Furthermore, first elastic element is including the first elastic webbing, second elastic webbing and the third elastic webbing that set up in proper order at interval, the drive division wears to locate on the second elastic webbing.

Furthermore, the locking part further comprises a first connecting rod and a second connecting rod, the first elastic belt is sleeved on the first connecting rod, the third elastic belt is sleeved on the second connecting rod, and the two first elastic blocks are respectively arranged at the two transverse ends of the first connecting rod and the second connecting rod and can slide along the axial direction of the first connecting rod and the second connecting rod under the action of the first elastic element.

Furthermore, the middle part of the second elastic belt is provided with a pressing ball, and the driving part is connected with the second elastic belt through the pressing ball.

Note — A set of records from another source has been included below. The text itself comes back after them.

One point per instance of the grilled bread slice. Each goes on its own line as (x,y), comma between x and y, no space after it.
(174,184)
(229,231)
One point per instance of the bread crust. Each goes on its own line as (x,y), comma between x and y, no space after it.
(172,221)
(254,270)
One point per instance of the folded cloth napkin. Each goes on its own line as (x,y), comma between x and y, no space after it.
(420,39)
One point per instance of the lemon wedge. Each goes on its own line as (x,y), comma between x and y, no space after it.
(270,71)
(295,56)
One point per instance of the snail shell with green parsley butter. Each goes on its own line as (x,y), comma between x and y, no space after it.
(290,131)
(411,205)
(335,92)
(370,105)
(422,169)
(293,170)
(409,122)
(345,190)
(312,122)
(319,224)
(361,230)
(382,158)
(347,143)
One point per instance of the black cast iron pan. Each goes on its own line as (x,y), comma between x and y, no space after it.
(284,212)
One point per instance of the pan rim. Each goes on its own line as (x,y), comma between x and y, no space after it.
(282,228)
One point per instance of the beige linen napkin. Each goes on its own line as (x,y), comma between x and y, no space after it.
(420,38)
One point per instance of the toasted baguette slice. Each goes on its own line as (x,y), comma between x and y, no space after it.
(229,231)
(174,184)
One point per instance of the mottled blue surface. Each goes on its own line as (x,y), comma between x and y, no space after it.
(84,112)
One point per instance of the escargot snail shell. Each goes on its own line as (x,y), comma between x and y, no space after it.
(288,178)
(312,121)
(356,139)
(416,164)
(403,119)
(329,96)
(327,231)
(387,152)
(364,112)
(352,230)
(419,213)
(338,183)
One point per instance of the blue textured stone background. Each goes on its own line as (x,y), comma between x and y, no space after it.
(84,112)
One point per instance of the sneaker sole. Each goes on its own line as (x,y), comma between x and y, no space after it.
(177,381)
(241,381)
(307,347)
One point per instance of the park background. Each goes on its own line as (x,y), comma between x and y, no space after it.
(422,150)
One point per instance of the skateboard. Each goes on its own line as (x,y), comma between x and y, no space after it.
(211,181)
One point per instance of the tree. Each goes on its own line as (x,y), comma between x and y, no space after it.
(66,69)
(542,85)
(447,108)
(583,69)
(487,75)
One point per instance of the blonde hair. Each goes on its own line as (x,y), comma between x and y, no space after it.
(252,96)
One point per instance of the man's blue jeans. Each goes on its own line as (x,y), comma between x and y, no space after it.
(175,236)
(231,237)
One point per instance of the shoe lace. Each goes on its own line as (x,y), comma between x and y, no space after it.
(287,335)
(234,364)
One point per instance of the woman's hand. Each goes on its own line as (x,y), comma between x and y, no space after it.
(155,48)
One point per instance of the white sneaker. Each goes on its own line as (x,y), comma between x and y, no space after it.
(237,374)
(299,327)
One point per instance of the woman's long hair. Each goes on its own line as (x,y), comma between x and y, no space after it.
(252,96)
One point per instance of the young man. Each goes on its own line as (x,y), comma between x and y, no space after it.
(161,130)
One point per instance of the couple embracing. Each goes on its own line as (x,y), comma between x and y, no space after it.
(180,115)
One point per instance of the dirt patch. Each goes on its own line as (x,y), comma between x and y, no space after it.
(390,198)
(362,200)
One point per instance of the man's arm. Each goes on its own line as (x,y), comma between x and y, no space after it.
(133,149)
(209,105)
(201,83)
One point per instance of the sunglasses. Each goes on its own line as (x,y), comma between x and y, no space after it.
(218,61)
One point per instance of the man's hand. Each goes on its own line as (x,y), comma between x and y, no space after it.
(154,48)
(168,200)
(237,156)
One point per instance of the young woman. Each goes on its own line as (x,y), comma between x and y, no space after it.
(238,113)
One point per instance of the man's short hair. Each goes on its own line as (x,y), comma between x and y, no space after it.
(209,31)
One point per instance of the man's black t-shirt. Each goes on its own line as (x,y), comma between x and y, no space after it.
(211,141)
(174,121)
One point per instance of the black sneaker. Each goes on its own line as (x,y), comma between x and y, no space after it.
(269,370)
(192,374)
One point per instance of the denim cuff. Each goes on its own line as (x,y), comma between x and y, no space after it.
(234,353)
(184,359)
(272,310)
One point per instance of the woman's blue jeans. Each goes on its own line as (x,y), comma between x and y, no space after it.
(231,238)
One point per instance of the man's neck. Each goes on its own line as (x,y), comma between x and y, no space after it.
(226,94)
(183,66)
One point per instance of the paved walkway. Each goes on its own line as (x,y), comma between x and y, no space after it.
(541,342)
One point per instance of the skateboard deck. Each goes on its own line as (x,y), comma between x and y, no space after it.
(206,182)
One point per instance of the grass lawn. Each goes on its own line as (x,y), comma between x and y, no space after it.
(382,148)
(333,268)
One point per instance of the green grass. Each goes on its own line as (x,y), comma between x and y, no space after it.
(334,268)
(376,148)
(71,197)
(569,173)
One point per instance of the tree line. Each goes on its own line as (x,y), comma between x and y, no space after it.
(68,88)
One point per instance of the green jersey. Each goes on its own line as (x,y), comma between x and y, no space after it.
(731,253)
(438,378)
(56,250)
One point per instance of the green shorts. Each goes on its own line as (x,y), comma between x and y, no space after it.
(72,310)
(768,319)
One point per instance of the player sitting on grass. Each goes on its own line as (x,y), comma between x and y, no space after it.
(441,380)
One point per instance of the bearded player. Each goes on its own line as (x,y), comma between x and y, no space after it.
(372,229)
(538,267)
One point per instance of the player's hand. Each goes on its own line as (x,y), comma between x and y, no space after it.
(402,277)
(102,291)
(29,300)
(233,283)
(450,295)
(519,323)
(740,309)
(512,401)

Furthermore, a slide rail support used for carrying the locking piece is further arranged in the main shell, the locking piece further comprises a base used for connecting the driving part with the linkage piece, and the base is arranged on the slide rail support and can drive the linkage piece to slide along the slide rail support in a reciprocating mode under the action of the driving part.

The brain wave acquisition equipment provided by the invention adopts the technical scheme that:

the utility model provides a brain wave collection equipment, includes main PCBA, feedback PCBA and electrode sensor, each electrode sensor passes through feedback PCBA with main PCBA electricity is connected, brain wave collection equipment still includes above-mentioned adjustable wearing device, electrode sensor locates on the arm casing and can the arm casing for along with when the main casing rotates arm casing synchronous motion.

Further, the brain wave collecting device further comprises a battery assembly for supplying electric energy to the main PCBA, the feedback PCBA and the electrode sensor, wherein the main PCBA is arranged in the main shell, and the battery assembly comprises two battery packs arranged in the arm shell respectively.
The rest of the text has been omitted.